Every backend engineer, DevOps engineer, and full-stack developer eventually sits across from an interviewer who asks 'What happens when you type a URL into a browser?' That question alone can make or break a senior-level interview. Networking isn't just a theoretical subject — it's the invisible infrastructure that your APIs, databases, and microservices live on. Understanding it deeply separates candidates who just write code from engineers who understand systems.

The OSI Model — Why 7 Layers Actually Matter in Practice

The OSI (Open Systems Interconnection) model is a framework that breaks network communication into 7 distinct layers. Most people memorize the names ('Please Do Not Throw Sausage Pizza Away') and stop there. That's a mistake. Understanding what each layer is responsible for helps you debug real problems.
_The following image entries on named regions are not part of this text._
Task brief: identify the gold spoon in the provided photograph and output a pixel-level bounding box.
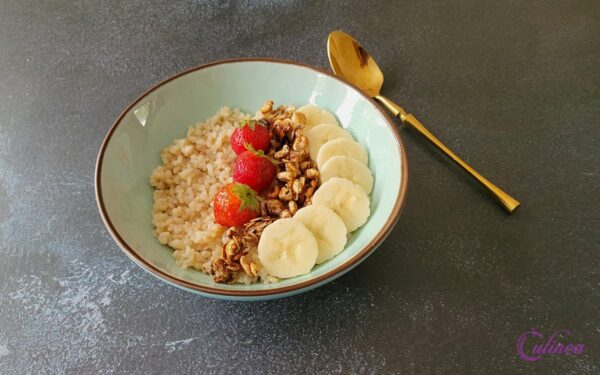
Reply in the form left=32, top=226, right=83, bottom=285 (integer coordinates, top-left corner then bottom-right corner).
left=327, top=31, right=520, bottom=212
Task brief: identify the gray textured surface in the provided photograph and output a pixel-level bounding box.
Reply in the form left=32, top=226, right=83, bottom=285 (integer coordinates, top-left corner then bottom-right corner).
left=0, top=0, right=600, bottom=374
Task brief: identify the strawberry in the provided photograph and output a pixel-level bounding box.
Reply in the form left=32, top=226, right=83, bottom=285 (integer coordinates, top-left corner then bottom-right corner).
left=213, top=182, right=260, bottom=227
left=229, top=120, right=271, bottom=155
left=233, top=144, right=277, bottom=193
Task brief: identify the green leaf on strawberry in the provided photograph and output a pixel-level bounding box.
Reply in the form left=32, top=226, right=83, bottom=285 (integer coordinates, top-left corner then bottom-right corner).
left=231, top=184, right=260, bottom=211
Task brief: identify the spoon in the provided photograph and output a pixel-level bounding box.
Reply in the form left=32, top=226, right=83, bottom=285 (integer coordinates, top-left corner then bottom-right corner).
left=327, top=31, right=520, bottom=212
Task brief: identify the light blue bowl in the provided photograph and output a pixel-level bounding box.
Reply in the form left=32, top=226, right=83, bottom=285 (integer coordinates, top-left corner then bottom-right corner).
left=96, top=59, right=408, bottom=300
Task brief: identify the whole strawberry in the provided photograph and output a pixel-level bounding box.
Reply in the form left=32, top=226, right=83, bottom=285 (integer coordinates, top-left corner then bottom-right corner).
left=233, top=146, right=277, bottom=193
left=229, top=120, right=271, bottom=155
left=213, top=182, right=260, bottom=227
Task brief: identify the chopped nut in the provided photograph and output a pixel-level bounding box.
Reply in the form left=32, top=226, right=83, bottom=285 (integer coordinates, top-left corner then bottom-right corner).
left=267, top=185, right=281, bottom=199
left=225, top=261, right=242, bottom=272
left=273, top=145, right=290, bottom=160
left=300, top=160, right=315, bottom=171
left=305, top=168, right=319, bottom=180
left=292, top=136, right=308, bottom=151
left=279, top=186, right=293, bottom=201
left=288, top=201, right=298, bottom=216
left=285, top=162, right=300, bottom=178
left=267, top=199, right=285, bottom=216
left=277, top=171, right=294, bottom=181
left=292, top=177, right=305, bottom=200
left=211, top=258, right=233, bottom=283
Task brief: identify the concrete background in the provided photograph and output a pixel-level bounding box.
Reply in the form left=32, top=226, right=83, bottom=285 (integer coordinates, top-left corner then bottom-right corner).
left=0, top=0, right=600, bottom=374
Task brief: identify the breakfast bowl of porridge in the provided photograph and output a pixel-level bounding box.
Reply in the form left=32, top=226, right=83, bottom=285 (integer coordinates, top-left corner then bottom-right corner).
left=96, top=59, right=408, bottom=300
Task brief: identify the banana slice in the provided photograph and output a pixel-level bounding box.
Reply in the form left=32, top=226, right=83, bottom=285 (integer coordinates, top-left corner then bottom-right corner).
left=258, top=218, right=319, bottom=278
left=316, top=138, right=369, bottom=169
left=312, top=177, right=371, bottom=232
left=294, top=205, right=348, bottom=264
left=296, top=104, right=339, bottom=130
left=319, top=155, right=373, bottom=195
left=304, top=124, right=352, bottom=160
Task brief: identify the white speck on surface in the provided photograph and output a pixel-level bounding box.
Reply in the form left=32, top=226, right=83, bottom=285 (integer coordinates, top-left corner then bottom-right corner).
left=165, top=337, right=197, bottom=353
left=0, top=344, right=10, bottom=357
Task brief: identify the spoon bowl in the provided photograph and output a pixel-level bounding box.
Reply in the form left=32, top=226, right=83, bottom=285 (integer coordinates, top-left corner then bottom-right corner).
left=327, top=30, right=520, bottom=213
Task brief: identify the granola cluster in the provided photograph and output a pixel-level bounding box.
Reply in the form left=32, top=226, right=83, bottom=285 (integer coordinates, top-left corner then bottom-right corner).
left=211, top=100, right=319, bottom=283
left=211, top=217, right=274, bottom=283
left=258, top=100, right=319, bottom=218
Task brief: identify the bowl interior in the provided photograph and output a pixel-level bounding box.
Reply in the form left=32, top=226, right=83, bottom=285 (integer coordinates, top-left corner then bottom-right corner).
left=97, top=61, right=404, bottom=293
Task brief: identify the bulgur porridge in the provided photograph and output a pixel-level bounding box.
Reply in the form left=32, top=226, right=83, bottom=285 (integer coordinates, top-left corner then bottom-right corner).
left=150, top=100, right=373, bottom=284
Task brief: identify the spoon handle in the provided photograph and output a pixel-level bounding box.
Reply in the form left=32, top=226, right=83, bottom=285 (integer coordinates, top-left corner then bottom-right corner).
left=374, top=95, right=520, bottom=213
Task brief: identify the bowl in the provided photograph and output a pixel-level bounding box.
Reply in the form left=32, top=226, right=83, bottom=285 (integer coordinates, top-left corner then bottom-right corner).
left=95, top=59, right=408, bottom=300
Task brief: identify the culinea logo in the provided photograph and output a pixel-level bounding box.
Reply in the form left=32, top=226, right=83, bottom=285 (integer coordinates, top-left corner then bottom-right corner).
left=517, top=329, right=585, bottom=362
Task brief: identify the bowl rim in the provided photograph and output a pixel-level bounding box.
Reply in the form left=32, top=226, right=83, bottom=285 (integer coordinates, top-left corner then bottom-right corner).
left=94, top=57, right=408, bottom=297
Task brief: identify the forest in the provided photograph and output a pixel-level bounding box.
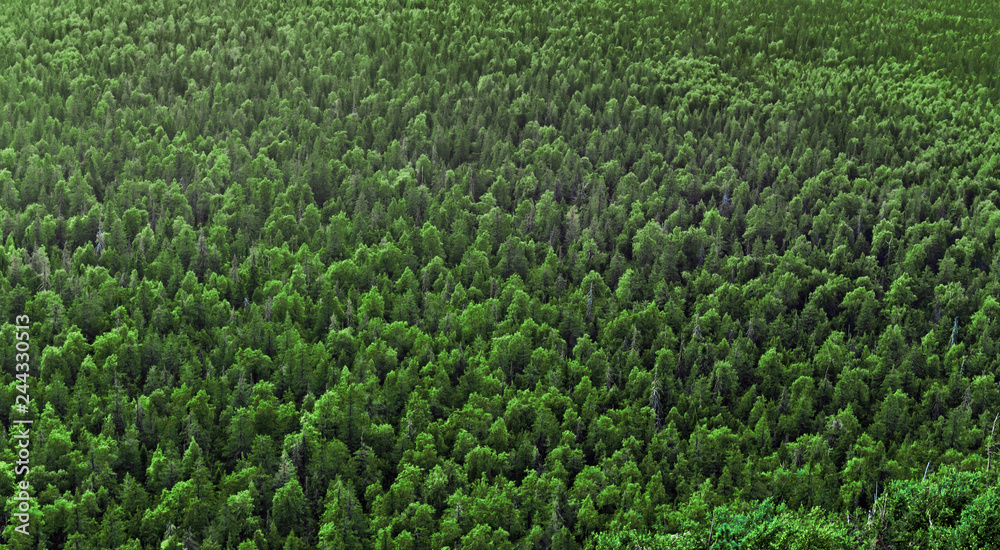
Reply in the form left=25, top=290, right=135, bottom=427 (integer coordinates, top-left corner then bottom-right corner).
left=0, top=0, right=1000, bottom=550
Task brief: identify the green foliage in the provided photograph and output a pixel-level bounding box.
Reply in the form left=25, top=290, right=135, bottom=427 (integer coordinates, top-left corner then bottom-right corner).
left=0, top=0, right=1000, bottom=550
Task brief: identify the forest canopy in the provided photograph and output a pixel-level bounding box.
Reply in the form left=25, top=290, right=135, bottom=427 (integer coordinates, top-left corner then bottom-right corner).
left=0, top=0, right=1000, bottom=550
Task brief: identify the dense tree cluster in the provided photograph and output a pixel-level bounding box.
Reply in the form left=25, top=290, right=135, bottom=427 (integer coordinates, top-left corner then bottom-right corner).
left=0, top=0, right=1000, bottom=550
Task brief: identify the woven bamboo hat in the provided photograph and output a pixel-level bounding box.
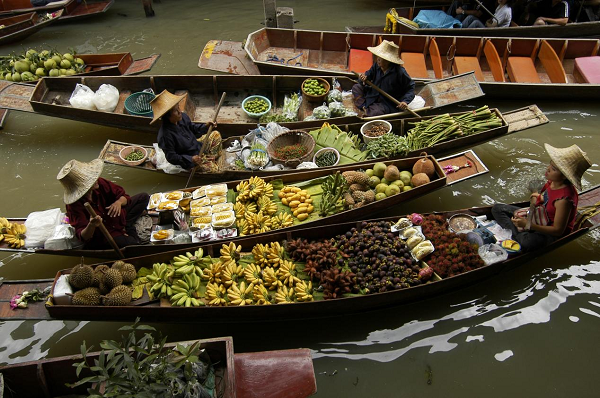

When your HTTP request fails, is it a DNS issue (Layer 7/5), a TCP connection problem (Layer 4), or a routing issue (Layer 3)? Knowing the layers lets you mentally narrow down where the fault is, just like a doctor using anatomy to diagnose illness.

In practice, you rarely work below Layer 4 (Transport) unless you're writing embedded systems or kernel code. But you absolutely need to understand Layers 3, 4, and 7 — IP addressing, TCP/UDP, and application protocols — because they appear in every production debugging scenario, from a failing API call to a slow database connection.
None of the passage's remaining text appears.